Tuesday, October 30, 2012

Fusing Glass

. On this snowy day,  Sandy left behind several inches of snow in the mountains.Today became a perfect day to spend in the studio creating.  A friend had asked me to share how I fuse glass. Inspired by the snow, I decided to make a snowflake plate with clear glass. Here is how I started the plate. I never know about how things really turn out until I open the kiln.
The first photo is a picture of a box of glass. This box holds eight pieces of 12 x 12 inch clear glass.
 Once the box is opened, there is a lot of padded paper. The box itself comes within a larger packing box filled with recyclable pellets. Opening the paper, the sheets of glass are padded between more sheets of paper.

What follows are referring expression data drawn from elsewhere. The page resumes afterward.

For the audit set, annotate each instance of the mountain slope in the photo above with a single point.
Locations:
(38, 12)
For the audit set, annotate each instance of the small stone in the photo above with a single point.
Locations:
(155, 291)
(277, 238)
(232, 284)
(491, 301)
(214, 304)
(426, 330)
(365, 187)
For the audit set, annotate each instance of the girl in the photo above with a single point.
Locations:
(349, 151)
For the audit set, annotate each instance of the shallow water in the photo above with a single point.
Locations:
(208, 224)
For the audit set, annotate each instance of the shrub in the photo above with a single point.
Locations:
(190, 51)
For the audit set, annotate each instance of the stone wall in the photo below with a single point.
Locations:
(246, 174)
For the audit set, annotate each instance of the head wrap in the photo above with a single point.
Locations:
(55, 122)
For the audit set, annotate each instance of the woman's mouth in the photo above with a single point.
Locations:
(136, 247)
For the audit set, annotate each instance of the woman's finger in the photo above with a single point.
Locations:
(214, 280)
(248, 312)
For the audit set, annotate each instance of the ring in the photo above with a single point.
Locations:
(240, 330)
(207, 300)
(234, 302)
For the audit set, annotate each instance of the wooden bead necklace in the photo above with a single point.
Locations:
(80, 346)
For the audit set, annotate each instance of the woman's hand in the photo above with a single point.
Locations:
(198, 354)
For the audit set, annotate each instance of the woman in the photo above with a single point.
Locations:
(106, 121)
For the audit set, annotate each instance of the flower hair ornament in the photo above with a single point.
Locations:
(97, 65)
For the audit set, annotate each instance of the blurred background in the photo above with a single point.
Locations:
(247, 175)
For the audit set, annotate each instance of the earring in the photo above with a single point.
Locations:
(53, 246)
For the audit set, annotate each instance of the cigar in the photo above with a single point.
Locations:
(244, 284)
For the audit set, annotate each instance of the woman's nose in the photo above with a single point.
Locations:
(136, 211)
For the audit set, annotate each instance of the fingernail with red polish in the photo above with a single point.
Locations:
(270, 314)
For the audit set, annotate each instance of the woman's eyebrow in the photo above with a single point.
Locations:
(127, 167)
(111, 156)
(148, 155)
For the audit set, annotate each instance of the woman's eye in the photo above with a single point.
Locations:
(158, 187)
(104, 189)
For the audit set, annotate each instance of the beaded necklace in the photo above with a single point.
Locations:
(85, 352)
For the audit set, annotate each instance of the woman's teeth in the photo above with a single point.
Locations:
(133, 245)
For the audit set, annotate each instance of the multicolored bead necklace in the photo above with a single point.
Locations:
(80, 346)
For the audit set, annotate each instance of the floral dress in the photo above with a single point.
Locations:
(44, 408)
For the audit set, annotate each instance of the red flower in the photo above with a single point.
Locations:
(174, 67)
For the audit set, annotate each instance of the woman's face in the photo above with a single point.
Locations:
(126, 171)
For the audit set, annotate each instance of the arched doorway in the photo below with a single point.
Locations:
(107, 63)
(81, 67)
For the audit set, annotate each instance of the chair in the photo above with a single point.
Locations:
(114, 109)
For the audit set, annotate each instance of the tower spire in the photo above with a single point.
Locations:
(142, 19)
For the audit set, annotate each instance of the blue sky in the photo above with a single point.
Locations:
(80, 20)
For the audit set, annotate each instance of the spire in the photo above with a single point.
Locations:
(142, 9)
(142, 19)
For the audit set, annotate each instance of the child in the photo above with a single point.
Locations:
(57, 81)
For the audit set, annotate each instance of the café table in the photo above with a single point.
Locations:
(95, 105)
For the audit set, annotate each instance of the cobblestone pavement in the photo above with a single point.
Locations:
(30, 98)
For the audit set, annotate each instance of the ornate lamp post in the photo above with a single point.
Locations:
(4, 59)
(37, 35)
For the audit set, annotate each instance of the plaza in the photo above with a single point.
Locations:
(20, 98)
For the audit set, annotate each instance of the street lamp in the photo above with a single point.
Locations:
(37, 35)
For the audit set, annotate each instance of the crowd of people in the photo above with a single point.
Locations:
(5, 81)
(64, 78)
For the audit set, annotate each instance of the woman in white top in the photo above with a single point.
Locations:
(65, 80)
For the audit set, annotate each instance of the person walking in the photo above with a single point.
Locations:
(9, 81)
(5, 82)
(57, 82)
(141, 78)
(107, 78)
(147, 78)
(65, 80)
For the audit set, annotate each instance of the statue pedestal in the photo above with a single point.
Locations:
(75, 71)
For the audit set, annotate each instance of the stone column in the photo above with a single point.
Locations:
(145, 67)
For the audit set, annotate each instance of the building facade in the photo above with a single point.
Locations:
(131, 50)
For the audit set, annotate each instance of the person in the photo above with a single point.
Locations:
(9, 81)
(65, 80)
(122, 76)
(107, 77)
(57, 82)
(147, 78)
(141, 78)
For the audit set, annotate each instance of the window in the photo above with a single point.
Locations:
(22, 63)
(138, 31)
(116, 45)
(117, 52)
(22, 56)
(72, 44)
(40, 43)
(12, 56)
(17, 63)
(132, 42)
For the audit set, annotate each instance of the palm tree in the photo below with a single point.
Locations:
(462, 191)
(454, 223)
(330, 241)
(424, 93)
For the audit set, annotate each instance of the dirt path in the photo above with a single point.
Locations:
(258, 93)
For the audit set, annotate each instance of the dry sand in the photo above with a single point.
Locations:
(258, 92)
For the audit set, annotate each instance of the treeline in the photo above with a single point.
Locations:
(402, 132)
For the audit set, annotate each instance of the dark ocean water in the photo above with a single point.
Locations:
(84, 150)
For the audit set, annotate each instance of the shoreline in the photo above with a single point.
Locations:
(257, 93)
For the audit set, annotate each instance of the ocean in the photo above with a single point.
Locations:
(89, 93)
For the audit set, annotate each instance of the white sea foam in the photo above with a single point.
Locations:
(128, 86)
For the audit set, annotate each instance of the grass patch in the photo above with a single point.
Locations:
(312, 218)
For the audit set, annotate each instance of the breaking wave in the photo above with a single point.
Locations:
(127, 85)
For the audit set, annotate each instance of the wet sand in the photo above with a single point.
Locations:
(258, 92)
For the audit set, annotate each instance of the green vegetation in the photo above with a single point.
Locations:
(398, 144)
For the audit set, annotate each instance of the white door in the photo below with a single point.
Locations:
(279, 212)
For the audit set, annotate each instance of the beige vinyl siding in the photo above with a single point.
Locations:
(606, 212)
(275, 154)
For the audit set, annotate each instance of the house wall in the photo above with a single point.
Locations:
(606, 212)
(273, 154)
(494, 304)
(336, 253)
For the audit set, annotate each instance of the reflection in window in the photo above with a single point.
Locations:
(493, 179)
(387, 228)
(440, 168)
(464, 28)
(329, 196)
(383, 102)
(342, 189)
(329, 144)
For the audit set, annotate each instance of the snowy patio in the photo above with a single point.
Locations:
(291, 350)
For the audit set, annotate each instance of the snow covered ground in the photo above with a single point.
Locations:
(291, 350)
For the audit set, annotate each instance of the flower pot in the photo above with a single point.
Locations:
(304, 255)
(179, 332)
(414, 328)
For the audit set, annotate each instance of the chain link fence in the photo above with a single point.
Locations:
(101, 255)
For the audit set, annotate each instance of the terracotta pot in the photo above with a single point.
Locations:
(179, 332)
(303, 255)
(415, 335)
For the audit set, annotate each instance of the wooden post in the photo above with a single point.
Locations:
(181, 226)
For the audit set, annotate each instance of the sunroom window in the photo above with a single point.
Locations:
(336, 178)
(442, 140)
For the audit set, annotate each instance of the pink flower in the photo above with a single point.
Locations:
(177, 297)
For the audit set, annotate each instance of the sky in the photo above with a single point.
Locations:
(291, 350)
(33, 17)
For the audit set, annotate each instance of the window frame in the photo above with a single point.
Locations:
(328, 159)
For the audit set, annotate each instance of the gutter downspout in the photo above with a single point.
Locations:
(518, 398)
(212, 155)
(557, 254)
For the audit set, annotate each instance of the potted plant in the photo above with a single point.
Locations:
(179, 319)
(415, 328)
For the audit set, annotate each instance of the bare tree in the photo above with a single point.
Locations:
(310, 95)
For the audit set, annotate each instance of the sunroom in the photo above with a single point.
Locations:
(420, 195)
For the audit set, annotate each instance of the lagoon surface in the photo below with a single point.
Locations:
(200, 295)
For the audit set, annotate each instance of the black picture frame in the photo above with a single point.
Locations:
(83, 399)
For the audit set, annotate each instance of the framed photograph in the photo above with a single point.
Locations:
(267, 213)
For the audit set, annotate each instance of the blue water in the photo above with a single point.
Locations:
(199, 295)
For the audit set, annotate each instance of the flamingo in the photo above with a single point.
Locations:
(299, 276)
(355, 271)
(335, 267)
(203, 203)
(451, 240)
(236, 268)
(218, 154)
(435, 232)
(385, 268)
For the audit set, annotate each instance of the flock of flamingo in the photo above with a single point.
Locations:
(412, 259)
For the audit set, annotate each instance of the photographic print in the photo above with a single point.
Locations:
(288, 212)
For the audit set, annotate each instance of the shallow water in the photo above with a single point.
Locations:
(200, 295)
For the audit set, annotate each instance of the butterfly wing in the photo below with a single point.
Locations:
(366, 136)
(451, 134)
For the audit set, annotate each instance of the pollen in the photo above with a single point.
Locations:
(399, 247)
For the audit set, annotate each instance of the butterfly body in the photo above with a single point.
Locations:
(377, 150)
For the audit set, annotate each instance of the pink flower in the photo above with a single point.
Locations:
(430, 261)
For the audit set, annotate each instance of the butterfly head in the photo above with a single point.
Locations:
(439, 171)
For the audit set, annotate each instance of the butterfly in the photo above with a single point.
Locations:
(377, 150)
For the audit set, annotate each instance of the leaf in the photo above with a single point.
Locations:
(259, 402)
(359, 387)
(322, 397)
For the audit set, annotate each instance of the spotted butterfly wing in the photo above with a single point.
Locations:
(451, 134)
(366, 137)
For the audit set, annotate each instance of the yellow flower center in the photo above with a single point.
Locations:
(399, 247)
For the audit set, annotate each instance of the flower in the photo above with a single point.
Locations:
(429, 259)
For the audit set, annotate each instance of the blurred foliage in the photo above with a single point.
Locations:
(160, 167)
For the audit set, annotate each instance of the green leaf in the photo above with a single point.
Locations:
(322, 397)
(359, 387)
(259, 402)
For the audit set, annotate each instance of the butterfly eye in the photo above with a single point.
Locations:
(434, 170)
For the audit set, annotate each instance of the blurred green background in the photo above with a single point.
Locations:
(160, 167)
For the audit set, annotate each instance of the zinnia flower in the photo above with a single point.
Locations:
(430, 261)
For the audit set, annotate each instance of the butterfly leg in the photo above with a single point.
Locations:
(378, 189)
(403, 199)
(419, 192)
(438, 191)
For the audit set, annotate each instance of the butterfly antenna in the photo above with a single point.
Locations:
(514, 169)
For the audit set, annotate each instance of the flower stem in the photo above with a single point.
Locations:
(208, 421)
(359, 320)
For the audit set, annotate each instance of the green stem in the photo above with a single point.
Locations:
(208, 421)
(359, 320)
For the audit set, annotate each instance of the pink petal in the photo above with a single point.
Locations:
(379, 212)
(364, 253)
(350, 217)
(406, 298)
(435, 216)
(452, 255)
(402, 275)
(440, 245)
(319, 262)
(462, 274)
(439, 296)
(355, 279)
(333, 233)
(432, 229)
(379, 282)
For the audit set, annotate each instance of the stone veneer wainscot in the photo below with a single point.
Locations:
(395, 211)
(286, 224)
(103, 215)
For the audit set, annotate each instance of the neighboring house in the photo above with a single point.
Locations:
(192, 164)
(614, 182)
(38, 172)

A sheet of clear glass sitting upon a padded sheet of paper. 
 My glass cutter, the glass grid, and the piece of 12 x 12 inch clear glass ready to be scored.
 I have made a pattern of the plate I am making. I put the pattern on top of the glass sheet. I also use a ruler to give me a very straight edge for making a cut all along the edge of the glass. This is called scoring. If you look closely, you can see the line right under the glass cutter.
 Once the glass is scored, I use running pliers at the base of the score line on the glass. The glass then breaks evenly upon the score line. Using the plate pattern, I cut two pieces of glass to fit the pattern. The pattern is for a plate.
 This is a sheet of copper foil for glass. I use a brayer to smooth out the copper sheet. The left side is before I used the brayer. The right side is after using the brayer several times.
                                    Copper snowflakes are created from the copper foil sheet.
 I cut a piece of Bullseye shelf paper to exactly fit the kiln shelf. The shelf sits upon four kiln posts.
 The glass plate with copper snowflakes and little snippets of copper on the kiln shelf ready to be fired.
I have programmed the kiln for a full fuse. I pressed the start button and it begins to heat up. It takes several hours for the kiln to come to a full fuse. Before I open the lid of the kiln, I let it come completely down to less than 70 degrees. To open the kiln right after full fuse would create lots of  cracks and breaks in the glass.
While the snow comes and goes, the kiln makes little sounds as it heats up kinda like a click.
As the kiln fuses the glass, I'm already thinking about another design or two.